Among Sutter’s additional abandonment of communities and patients, Sutter has moved to (partial list):

  • End breast cancer screening for women with disabilities and most bone marrow transplant services for cancer patients at Alta Bates Summit in Oakland and Berkeley.
  • Stop providing psychiatric services under contract with Sacramento County for more than 225 Sacramento children.

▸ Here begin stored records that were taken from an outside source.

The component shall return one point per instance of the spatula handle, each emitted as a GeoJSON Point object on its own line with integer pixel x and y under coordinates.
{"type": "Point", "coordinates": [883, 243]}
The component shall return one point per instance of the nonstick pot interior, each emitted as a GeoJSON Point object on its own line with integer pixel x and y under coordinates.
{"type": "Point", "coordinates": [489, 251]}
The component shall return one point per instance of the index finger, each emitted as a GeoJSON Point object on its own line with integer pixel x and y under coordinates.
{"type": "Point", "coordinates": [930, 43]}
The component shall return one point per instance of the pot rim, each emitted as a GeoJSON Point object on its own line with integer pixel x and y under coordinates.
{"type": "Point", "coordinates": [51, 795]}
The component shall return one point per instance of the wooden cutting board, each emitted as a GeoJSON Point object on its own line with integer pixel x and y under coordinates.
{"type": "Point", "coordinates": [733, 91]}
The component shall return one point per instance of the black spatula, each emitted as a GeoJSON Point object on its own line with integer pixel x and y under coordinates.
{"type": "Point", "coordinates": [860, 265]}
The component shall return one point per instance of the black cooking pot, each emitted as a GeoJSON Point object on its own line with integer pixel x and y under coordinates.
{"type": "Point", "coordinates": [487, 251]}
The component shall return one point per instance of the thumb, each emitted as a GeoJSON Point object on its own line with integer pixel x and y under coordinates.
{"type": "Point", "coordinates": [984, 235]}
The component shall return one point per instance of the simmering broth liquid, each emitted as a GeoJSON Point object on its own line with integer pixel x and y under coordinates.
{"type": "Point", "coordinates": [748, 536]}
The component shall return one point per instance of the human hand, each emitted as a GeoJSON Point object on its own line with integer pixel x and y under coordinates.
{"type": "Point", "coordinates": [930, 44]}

  • Close specialized pediatric care, acute rehabilitation, dialysis, and skilled nursing care services at Mills and Peninsula hospitals in Burlingame and San Mateo.
  • Close home health services and limit acute-care hospital stays in Lakeport.
  • Close acute rehabilitation services, skilled nursing care, and psychiatric services, and substantially downgrade nursery care for sick children at Eden Hospital in Castro Valley.
  • Sharply cut psychiatric care at Herrick Hospital in Berkeley.
  • Close a birthing center at Sutter Auburn Faith, forcing new mothers and families to travel up to 100 miles for obstetrics care, while giving a $1 million gift to the Sacramento Kings.
  • Close pediatric, psychiatric, lactation, and transitional care services in Santa Rosa.